Anche volendo restare cauti, recenti esperimenti suggeriscono l’esistenza di processi cognitivi nei vegetali. Si sapeva già che alcune specie sono capaci di risposte innate a stimoli precisi. Un caso è quello della cosiddetta Mimosa pudica che, se toccata, richiude tutte le foglie su se stesse. Ma gli studi attuali dicono molto più di questo, ossia che piante e alberi sono flessibili alle modificazioni ambientali, possono predire i cambiamenti intorno a loro, prepararsi di conseguenza ed effettuare scelte. Alla base di tutto c’è una capacità di percezione che avevamo sempre sottovalutato. «È ormai chiaro che le piante sono sensibili a molti più cambiamenti dell’ambiente di noi» dice Erik H. Poelman, ricercatore olandese della Wageningen University, autore di una importante ricerca sull’interazione insetti-piante su Nature Plants. «Per esempio, capiscono quale tipo di insetto le sta attaccando dal modo in cui le loro cellule vengono danneggiate, da quali composti rilasciano o dalle caratteristiche della loro saliva». Sono a tutti gli effetti forme di percezione molto sofisticate.

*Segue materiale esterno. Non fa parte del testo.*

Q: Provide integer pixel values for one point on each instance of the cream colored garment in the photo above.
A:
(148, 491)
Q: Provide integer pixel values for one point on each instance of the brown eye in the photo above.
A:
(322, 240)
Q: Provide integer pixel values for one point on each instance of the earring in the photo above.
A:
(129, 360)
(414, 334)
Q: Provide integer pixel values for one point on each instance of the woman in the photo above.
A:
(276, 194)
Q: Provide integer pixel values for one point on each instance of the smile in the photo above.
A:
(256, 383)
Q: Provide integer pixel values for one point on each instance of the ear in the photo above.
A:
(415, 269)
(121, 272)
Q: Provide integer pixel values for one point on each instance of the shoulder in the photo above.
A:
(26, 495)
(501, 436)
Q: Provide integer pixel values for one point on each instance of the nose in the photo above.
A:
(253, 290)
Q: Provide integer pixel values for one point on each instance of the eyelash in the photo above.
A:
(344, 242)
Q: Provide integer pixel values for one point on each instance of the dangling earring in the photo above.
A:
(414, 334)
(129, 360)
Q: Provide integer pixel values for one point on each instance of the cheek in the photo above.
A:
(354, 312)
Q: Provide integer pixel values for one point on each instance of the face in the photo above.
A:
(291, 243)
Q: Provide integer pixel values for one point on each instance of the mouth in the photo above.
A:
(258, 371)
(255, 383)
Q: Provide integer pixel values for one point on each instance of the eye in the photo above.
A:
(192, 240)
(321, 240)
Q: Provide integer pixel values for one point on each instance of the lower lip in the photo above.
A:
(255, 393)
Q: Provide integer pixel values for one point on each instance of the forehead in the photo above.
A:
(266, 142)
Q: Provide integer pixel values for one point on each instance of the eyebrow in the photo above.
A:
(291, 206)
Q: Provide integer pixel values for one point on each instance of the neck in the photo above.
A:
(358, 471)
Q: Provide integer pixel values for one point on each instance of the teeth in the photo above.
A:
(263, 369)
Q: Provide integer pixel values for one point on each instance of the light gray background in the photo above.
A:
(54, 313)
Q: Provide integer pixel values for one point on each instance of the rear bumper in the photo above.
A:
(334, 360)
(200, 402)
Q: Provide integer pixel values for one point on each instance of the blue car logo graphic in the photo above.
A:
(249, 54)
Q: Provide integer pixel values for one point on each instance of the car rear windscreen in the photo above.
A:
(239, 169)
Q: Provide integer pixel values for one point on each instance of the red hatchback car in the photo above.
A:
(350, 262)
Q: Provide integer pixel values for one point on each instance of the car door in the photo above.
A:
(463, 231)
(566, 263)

«Nel caso da noi studiato, quello della senape nera» continua Poelman «siccome le specie di insetti che la attaccano cambiano nel corso dell’anno, abbiamo osservato che la pianta si prepara in anticipo alla difesa. Potremmo dire che “impara” qual è la sequenza temporale con cui diversi insetti saranno attivi nell’ambiente e si fa trovare pronta a reagire ». Altri esperimenti con la tecnica fotografica del time-lapse effettuate su piante di fagioli da Paco Calvo dell’Università di Murcia, in Spagna, mostrano la capacità di prendere decisioni. Mentre crescono, le loro propaggini esplorano il terreno percorrendolo in senso circolare alla ricerca di un sostegno dove arrampicarsi. Appena lo individuano accelerano la crescita e a un certo punto effettuano uno slancio improvviso.

«Questo comportamento non è il frutto di una capacità innata, come se la pianta fosse programmata per la ricerca di un appoggio qualunque» ha detto Calvo al New Scientist. «Al contrario, è come se la pianta di fagiolo prima acquisisse la conoscenza che c’è una certa struttura in un certo punto preciso, poi valutasse la scelta di usarla e agisse conseguentemente». Non solo: elettrodi applicati alle piante di fagiolo mostrano un drastico aumento dell’ampiezza delle onde di potenziale elettrico tra un tessuto e l’altro proprio nelle fasi in cui avviene la scelta del sostegno. Mentre anestetici come l’etere dietilico o la lidocaina, somministrati alle radici, reprimono le onde elettriche e quindi la capacità di reazione di una pianta.

Insomma, in una prospettiva «umana» potremmo dire che anche nel mondo vegetale le percezioni si basano sulla propagazione di onde di potenziale elettrico come avviene nel nostro sistema nervoso, e possono essere represse con un anestetico. Un altro esperimento epocale effettuato al Southern Cross University of Australia ha rivelato che nelle piante si può indurre un riflesso condizionato, qualcosa di simile a ciò che il celebre neurologo russo Ivan Pavlov fece con i suoi cani: questi salivavano al suono di una campanella (anche in assenza di cibo) dopo che per ripetute volte a quel suono veniva contemporaneamente offerto loro un pasto. Allo stesso modo piante di pisello sono state addestrate a crescere controvento, modalità che non adottano mai in natura, associando ripetutamente una fonte di luce a una brezza artificiale.

Tra le altre loro capacità ci sono anche quella di «sentire» a decine di metri la presenza di acqua; di penetrare in suoli durissimi; di scambiare sostanze nutritive con altre piante; di interagire con i funghi di un bosco; di variare la rigidità del proprio corpo; di comunicare tra loro attraverso sostanze chimiche per difendersi da un erbivoro. Capacità rese possibili da processi complessi che, anche se non li conosciamo ancora bene, ci inducono a parlare di un’intelligenza vegetale. Non è concentrata in una zona particolare, quello che chiameremmo un cervello, è piuttosto un’intelligenza «emergente», che nasce dalle interazioni fra tutte le parti che compongono la pianta. Una mente che conosce, ricorda e comunica con i suoi modi.